Here
are some of the people from the Mondo Media production house who make
-- or allow to escape -- the Happy Tree Fiends, uh, Friends series of
Flash animation. The two-minute shorts are among the most
ruthlesslessly violent films ever made. Imagine Tom and Jerry cartoons
with a level of gore that surpasses Fist of the North Star, and you
still don't get the full impact of Happy Tree Friends. The shorts are
loaded with the sort of cynical action that appeals to a jaded
collection of Internet viewers, and they've become popular enough to
justify a DVD release. Unfortunately, some people see only the cute,
pastel cartoon animals and think it's a made-for-children show, when
it's hard enough for some adults to stomach. "I think there's no real
logic to it," said Kenn Navarro, one of the series' artists. "The
nugget of the idea was cute things going really terribly wrong. It
seemed the more over the top we went it got funnier -- compounding
injury on top of injury and running over it with a Mack truck. You start
with this cute and innocent thing and end with the walls red with
blood. In the middle there's some comedy."
Some
people who don't understand Happy Tree Friends is a parody write nasty
letters to Mondo Media complaining about the blood and guts.

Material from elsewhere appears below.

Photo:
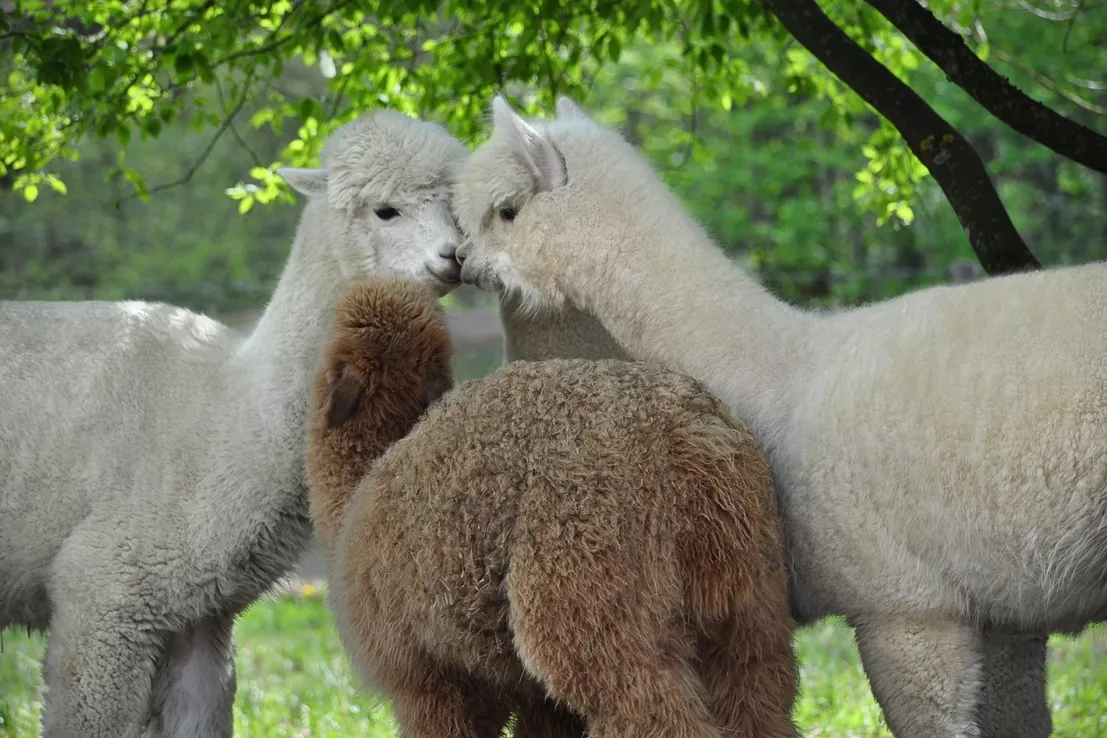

Ironically, even the series' creators are squeamish about real-world
violence. Navarro referred to an episode that features some explicit
eyeball-slicing for which he had to research what a split eye would
look like. He did some Web search on eyes, but couldn't stand the sight
of the images of real dissected eyeballs. So when the Tree Friends
episode ran, it looked more like a grapefruit than an eye. Another part
of the series' animation technique, also intended to elicit groans from
an audience, are the sound effects. When a character needed to break a
leg, the producers went to a plant nursery, bought bamboo and
experimented with that so they got the most convincing sound. But the
key to making the series possible is Macromedia Flash, the program in
which all of the animation is created. The producers said Flash makes
it possible to create an episode in weeks instead of months.